EU-Level ISACs: Sector by Sector
ISACs — Information Sharing and Analysis Centres — are the primary organisational mechanism through which Article 29 sharing arrangements operate in practice. ENISA defines them as “non-profit, trusted hubs designed to improve cybersecurity resilience across critical sectors by enabling the collection, analysis, and secure exchange of threat information between public and private stakeholders.”

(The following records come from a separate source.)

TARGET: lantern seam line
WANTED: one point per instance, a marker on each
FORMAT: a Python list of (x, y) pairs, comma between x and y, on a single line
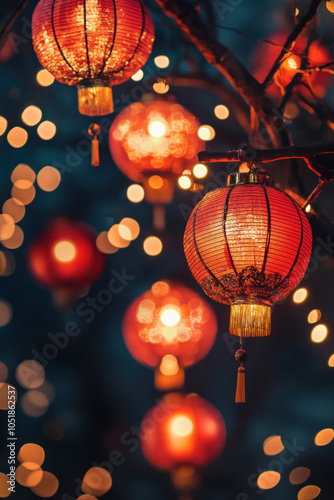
[(57, 42)]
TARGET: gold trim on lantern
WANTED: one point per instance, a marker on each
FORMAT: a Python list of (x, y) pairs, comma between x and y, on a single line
[(95, 99), (251, 177), (250, 320)]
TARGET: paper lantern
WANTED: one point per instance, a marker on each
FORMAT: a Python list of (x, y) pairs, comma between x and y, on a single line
[(169, 328), (248, 245), (92, 44), (265, 55), (182, 430), (64, 258), (152, 143)]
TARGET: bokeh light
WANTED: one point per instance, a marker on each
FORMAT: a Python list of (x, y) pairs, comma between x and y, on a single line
[(273, 445), (46, 130), (135, 193), (48, 178), (17, 137), (319, 333), (31, 116), (152, 246), (44, 78), (300, 295), (324, 437)]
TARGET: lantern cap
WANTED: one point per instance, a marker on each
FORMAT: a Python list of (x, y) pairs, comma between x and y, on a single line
[(251, 177)]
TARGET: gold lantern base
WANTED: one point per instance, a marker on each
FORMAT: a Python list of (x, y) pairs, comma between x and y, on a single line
[(250, 320), (95, 99)]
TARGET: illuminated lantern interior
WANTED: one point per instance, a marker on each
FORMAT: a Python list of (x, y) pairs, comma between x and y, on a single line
[(168, 328), (92, 44)]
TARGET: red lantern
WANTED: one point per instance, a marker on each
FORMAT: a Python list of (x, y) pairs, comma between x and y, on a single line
[(168, 328), (92, 44), (152, 143), (265, 55), (248, 245), (182, 430), (64, 258)]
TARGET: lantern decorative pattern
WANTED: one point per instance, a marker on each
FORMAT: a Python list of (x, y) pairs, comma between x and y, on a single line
[(64, 257), (248, 245), (169, 328), (92, 44), (153, 142), (188, 432)]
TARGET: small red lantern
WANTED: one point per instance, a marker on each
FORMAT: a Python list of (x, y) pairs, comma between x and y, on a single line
[(64, 258), (265, 55), (168, 328), (153, 143), (92, 44), (248, 245), (181, 434)]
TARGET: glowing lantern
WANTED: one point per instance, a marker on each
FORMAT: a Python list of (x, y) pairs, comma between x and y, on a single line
[(265, 55), (248, 245), (92, 44), (64, 258), (181, 434), (168, 328), (153, 143)]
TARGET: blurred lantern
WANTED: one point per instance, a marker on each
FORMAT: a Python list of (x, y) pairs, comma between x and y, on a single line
[(169, 328), (64, 258), (92, 44), (152, 142), (182, 434), (265, 55), (248, 245)]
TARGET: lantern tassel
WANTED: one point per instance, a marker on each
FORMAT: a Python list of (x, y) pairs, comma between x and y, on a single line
[(240, 393), (94, 130)]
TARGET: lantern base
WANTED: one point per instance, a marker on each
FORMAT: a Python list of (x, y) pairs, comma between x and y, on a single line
[(250, 320), (95, 99)]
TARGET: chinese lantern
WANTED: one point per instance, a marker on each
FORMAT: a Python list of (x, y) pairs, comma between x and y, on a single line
[(93, 44), (265, 55), (169, 328), (153, 143), (64, 258), (181, 434), (248, 245)]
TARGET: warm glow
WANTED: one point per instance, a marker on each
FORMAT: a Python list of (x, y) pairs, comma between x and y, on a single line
[(324, 437), (157, 129), (268, 479), (161, 61), (170, 316), (138, 76), (309, 492), (206, 132), (300, 295), (48, 178), (17, 137), (31, 116), (64, 251), (299, 475), (314, 316), (135, 193), (273, 445), (3, 125), (184, 182), (152, 246), (44, 78), (200, 171), (181, 426), (221, 112), (319, 333)]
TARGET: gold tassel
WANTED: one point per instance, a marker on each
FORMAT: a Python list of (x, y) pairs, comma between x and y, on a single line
[(94, 130), (240, 394)]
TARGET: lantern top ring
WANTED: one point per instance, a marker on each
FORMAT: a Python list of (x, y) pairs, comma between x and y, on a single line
[(251, 177)]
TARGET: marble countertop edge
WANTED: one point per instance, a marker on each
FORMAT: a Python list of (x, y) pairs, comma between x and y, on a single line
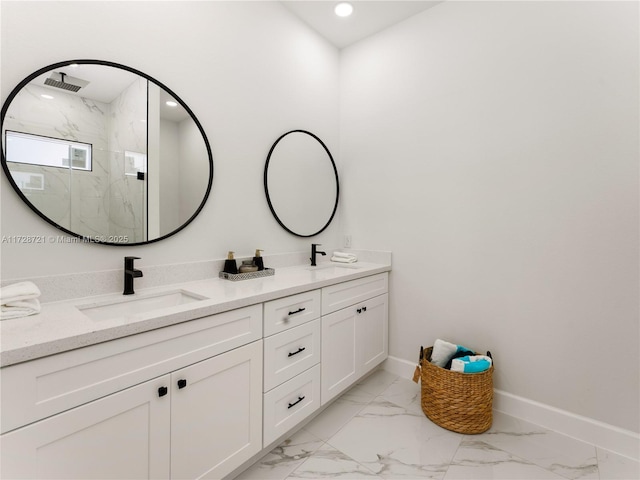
[(62, 327)]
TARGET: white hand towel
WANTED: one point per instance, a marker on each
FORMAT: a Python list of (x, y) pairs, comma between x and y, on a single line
[(19, 308), (344, 257), (343, 254), (18, 291)]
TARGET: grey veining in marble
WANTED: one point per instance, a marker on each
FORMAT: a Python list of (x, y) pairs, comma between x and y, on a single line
[(377, 430)]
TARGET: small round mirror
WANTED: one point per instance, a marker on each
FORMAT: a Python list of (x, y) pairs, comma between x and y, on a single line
[(105, 152), (301, 183)]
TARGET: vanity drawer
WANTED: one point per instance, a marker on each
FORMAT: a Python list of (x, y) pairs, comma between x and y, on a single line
[(337, 297), (40, 388), (290, 352), (287, 312), (290, 403)]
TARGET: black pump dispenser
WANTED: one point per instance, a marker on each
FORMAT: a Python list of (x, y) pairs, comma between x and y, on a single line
[(257, 260), (230, 265)]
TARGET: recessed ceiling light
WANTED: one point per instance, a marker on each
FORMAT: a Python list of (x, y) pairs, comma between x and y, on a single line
[(343, 9)]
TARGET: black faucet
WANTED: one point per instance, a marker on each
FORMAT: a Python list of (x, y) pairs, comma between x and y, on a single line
[(129, 274), (314, 252)]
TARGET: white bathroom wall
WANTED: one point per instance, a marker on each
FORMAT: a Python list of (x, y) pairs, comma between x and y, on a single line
[(493, 147), (250, 71)]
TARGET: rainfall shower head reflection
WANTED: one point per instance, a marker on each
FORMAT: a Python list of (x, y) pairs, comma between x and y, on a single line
[(65, 82)]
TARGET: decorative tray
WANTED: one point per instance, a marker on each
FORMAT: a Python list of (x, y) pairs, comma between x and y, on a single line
[(234, 277)]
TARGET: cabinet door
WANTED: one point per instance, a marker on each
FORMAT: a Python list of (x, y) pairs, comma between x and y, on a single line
[(216, 413), (339, 361), (373, 332), (123, 435)]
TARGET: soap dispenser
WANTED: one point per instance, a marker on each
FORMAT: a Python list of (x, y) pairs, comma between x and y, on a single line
[(230, 265), (257, 260)]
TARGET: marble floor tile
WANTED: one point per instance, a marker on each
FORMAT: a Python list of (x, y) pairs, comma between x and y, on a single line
[(377, 430), (405, 393), (284, 459), (616, 467), (336, 415), (477, 460), (397, 443), (327, 462), (558, 453)]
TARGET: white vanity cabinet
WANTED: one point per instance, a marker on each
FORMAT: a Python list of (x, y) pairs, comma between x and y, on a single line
[(354, 331), (291, 362), (199, 421), (197, 399)]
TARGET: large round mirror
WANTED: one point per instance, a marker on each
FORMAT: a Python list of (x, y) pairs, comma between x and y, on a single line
[(301, 183), (105, 152)]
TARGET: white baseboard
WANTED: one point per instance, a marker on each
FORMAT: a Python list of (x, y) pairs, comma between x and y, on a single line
[(606, 436)]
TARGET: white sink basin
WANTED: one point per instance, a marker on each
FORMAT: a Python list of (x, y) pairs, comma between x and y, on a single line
[(135, 305), (334, 268)]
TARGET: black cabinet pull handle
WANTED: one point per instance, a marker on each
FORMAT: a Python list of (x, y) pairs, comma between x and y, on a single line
[(296, 402), (301, 349)]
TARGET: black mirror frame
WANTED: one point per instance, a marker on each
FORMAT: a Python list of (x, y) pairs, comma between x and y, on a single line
[(266, 187), (86, 239)]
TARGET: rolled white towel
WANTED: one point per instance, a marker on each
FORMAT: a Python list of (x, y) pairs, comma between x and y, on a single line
[(344, 257), (18, 291), (19, 308)]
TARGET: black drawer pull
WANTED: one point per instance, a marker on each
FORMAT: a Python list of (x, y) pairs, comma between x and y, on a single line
[(296, 402), (301, 349)]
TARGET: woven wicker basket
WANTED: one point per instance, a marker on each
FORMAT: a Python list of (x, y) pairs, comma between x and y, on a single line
[(461, 402)]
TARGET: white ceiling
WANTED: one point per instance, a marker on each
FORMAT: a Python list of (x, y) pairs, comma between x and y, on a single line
[(368, 17)]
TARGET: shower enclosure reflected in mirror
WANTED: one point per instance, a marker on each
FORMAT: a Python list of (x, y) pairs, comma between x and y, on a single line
[(301, 183), (105, 152)]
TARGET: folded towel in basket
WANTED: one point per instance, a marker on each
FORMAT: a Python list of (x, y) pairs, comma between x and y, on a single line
[(471, 364), (444, 351)]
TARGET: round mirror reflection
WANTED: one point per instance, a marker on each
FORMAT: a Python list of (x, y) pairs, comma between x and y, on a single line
[(301, 183), (105, 152)]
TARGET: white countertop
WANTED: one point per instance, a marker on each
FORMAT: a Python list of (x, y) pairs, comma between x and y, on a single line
[(61, 326)]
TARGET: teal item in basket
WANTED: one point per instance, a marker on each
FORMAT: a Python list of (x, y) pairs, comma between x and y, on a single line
[(471, 364), (444, 351)]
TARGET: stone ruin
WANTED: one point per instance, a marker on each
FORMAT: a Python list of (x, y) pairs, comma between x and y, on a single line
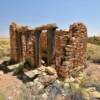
[(64, 49)]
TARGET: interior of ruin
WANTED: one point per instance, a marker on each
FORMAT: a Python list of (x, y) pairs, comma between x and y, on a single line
[(65, 49)]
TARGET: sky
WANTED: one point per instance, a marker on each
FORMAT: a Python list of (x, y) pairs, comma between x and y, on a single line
[(62, 12)]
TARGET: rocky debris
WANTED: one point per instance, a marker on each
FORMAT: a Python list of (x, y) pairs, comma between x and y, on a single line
[(65, 48), (50, 71)]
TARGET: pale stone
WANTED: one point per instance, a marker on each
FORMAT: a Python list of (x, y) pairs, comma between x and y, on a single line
[(50, 70)]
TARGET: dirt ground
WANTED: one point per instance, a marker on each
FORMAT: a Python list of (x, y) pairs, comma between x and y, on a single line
[(10, 85)]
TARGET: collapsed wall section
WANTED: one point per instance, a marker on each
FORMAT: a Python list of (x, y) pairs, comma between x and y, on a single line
[(74, 51), (65, 49)]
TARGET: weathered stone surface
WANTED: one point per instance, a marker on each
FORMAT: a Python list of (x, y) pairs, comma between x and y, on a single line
[(50, 70), (62, 48)]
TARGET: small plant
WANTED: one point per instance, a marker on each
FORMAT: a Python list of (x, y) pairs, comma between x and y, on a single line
[(19, 69), (28, 64)]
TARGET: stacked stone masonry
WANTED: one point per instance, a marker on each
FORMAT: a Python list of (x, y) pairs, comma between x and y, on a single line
[(65, 49)]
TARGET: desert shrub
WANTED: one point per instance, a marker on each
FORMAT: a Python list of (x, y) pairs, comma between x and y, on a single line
[(19, 69), (28, 64), (2, 97)]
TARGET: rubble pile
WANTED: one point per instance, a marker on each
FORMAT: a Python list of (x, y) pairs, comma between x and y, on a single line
[(64, 49)]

The following ISACs are active across the EU and map to NIS2’s sectors of high criticality:
| Sector | ISAC Name | Notes |
|---|---|---|
| Energy | European Energy ISAC (EE-ISAC) | Covers electricity, gas, and energy infrastructure operators |
| Finance | European FI-ISAC | Supported by ENISA; banks, payment systems, insurance |
| Healthcare | Health-ISAC (H-ISAC) | Global ISAC; EU members receive NIS2-aligned guidance |
| Automotive | Auto-ISAC Europe | Formal collaboration with ACEA and CLEPA since 2022 |
| Space | EU Space ISAC | Established with EUSPA support; aligned with NIS2 and CER Directive |
| Cross-sector | ENISA EU ISACs Council | Coordination body bringing together EU ISAC operators annually |
NIS2’s ten sectors of high criticality each have at least one relevant ISAC or an emerging community. Sectors without an established ISAC — including parts of water management and public administration — are actively encouraged by ENISA to begin establishing new arrangements. The agency can connect organisations in sectors lacking an ISAC with cross-sector alternatives while a dedicated community is being built.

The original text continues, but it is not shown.